The Republican-controlled 109th Congress, though, ultimately did nothing about a national data breach disclosure law. Unfortunately, the Democrat-controlled 110th Congress is about to clock in with the same results.

Almost four years after the fact, Congress still piously rails against U.S. data breaches, holds high-profile hearings that play well back home and, ultimately, does nothing.

Data breach notification bills in both the House and Senate failed in the 109th largely because of jurisdictional disputes between various committees. Lawmakers also struggled with the trigger mechanisms for breach notification. Some favored notification when a “significant” risk of potential identity theft exists while others supported a “reasonable” risk standard.

In the 110th Congress, which hardly has a breath of life left in it, the same types of data breach disclosure legislation were introduced and met the same fate.

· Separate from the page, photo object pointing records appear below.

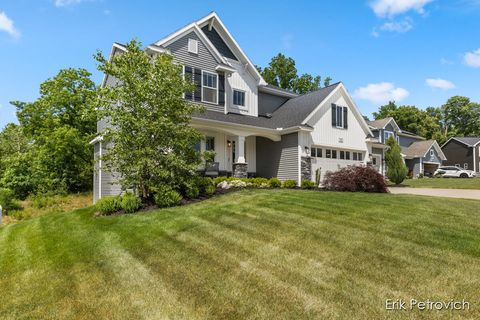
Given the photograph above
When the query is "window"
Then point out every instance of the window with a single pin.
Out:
(387, 135)
(193, 46)
(209, 87)
(210, 143)
(239, 98)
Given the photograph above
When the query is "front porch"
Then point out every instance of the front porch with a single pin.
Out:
(235, 149)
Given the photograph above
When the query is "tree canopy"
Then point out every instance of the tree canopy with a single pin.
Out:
(281, 72)
(151, 141)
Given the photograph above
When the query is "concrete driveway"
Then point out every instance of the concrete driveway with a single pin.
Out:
(436, 192)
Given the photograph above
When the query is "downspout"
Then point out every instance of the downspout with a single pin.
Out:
(100, 173)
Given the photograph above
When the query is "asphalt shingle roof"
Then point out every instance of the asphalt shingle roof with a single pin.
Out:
(418, 148)
(380, 123)
(291, 114)
(469, 141)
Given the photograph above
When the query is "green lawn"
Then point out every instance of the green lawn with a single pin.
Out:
(270, 254)
(446, 183)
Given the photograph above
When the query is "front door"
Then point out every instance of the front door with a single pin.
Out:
(377, 162)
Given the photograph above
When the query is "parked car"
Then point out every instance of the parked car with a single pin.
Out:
(454, 172)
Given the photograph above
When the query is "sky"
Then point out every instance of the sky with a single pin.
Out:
(416, 52)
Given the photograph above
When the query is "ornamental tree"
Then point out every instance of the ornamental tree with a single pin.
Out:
(396, 168)
(150, 141)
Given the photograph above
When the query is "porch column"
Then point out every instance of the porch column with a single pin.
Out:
(240, 165)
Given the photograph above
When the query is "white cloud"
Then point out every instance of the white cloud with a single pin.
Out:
(472, 59)
(66, 3)
(439, 84)
(6, 24)
(401, 26)
(390, 8)
(381, 92)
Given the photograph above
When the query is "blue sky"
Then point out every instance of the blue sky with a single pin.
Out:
(417, 52)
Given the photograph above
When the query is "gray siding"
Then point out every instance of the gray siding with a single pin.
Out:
(278, 158)
(203, 60)
(458, 153)
(267, 103)
(218, 42)
(435, 158)
(407, 141)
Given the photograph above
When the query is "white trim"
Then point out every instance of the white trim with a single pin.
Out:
(355, 109)
(212, 88)
(277, 92)
(236, 46)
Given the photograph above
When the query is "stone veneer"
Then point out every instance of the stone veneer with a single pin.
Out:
(240, 170)
(306, 168)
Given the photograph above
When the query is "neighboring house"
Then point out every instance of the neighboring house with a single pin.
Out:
(254, 128)
(420, 155)
(463, 152)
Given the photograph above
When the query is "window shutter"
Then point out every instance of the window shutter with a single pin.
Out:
(334, 115)
(188, 77)
(221, 89)
(197, 79)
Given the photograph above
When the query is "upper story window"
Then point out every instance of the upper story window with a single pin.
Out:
(239, 98)
(387, 135)
(193, 46)
(339, 116)
(209, 87)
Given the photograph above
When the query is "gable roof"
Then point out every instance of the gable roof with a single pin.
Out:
(468, 141)
(382, 123)
(419, 149)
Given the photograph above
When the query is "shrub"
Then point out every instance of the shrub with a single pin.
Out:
(167, 197)
(219, 179)
(307, 184)
(355, 179)
(274, 183)
(131, 203)
(210, 189)
(289, 184)
(8, 201)
(108, 205)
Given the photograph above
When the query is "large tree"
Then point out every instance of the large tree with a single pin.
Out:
(410, 118)
(151, 141)
(281, 72)
(59, 125)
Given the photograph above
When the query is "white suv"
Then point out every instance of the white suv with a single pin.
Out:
(454, 172)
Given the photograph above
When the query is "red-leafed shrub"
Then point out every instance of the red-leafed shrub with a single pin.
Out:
(355, 179)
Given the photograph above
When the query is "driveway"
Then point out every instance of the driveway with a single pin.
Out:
(436, 192)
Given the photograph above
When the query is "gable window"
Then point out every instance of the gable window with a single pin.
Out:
(210, 143)
(339, 116)
(387, 135)
(239, 98)
(209, 87)
(193, 46)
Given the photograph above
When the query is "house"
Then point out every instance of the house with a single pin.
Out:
(421, 156)
(463, 152)
(255, 129)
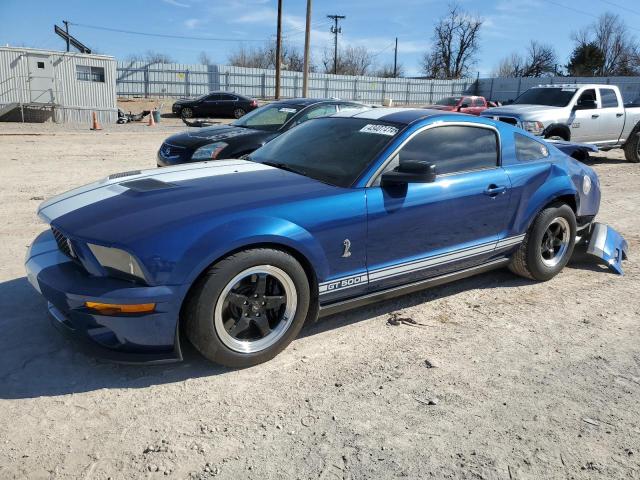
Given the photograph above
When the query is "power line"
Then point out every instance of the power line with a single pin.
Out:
(621, 7)
(165, 35)
(582, 12)
(335, 30)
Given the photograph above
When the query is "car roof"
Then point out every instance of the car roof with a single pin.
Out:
(403, 116)
(305, 102)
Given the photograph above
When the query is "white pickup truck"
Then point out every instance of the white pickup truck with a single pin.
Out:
(587, 113)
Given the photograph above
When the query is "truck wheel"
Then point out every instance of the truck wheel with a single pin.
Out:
(548, 245)
(248, 307)
(632, 146)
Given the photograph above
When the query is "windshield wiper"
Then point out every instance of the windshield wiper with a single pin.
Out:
(288, 168)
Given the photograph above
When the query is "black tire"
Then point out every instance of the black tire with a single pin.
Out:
(632, 146)
(529, 260)
(202, 329)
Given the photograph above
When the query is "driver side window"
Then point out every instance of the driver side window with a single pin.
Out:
(321, 111)
(452, 149)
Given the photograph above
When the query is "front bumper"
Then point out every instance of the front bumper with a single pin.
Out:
(608, 245)
(128, 338)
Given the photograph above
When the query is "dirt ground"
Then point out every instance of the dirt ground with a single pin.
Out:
(503, 378)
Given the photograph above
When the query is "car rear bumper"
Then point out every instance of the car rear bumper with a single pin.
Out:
(127, 338)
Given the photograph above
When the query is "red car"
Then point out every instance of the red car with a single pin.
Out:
(468, 104)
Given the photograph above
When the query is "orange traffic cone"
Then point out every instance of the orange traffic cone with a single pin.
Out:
(95, 125)
(152, 122)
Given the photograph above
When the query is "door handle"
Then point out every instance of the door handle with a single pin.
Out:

Even Sen. Dianne Feinstein’s bill to let retailers, data brokers and others determine the disclosure trigger failed to gain traction.

Everyone, it seemed, was worried about consumers getting too many notices that would lead them to ignore all warnings. Meanwhile, more than 40 states have passed some sort of data breach disclosure law, creating a hodgepodge of standards.

What is Congress waiting for? Surely it is not for the security industry to create magic bullets. It hasn’t.

According to data released Oct. 6 by the ITRC (Identity Theft Resource Center), data breaches continue unabated at U.S. corporations, governments and universities, already surpassing last year’s record 446 breaches. Through the end of September, the total number of data breaches recorded (PDF) by the ITRC was 516, averaging 57 breaches a month.

Instead of going forward, it seems we’re going backwards.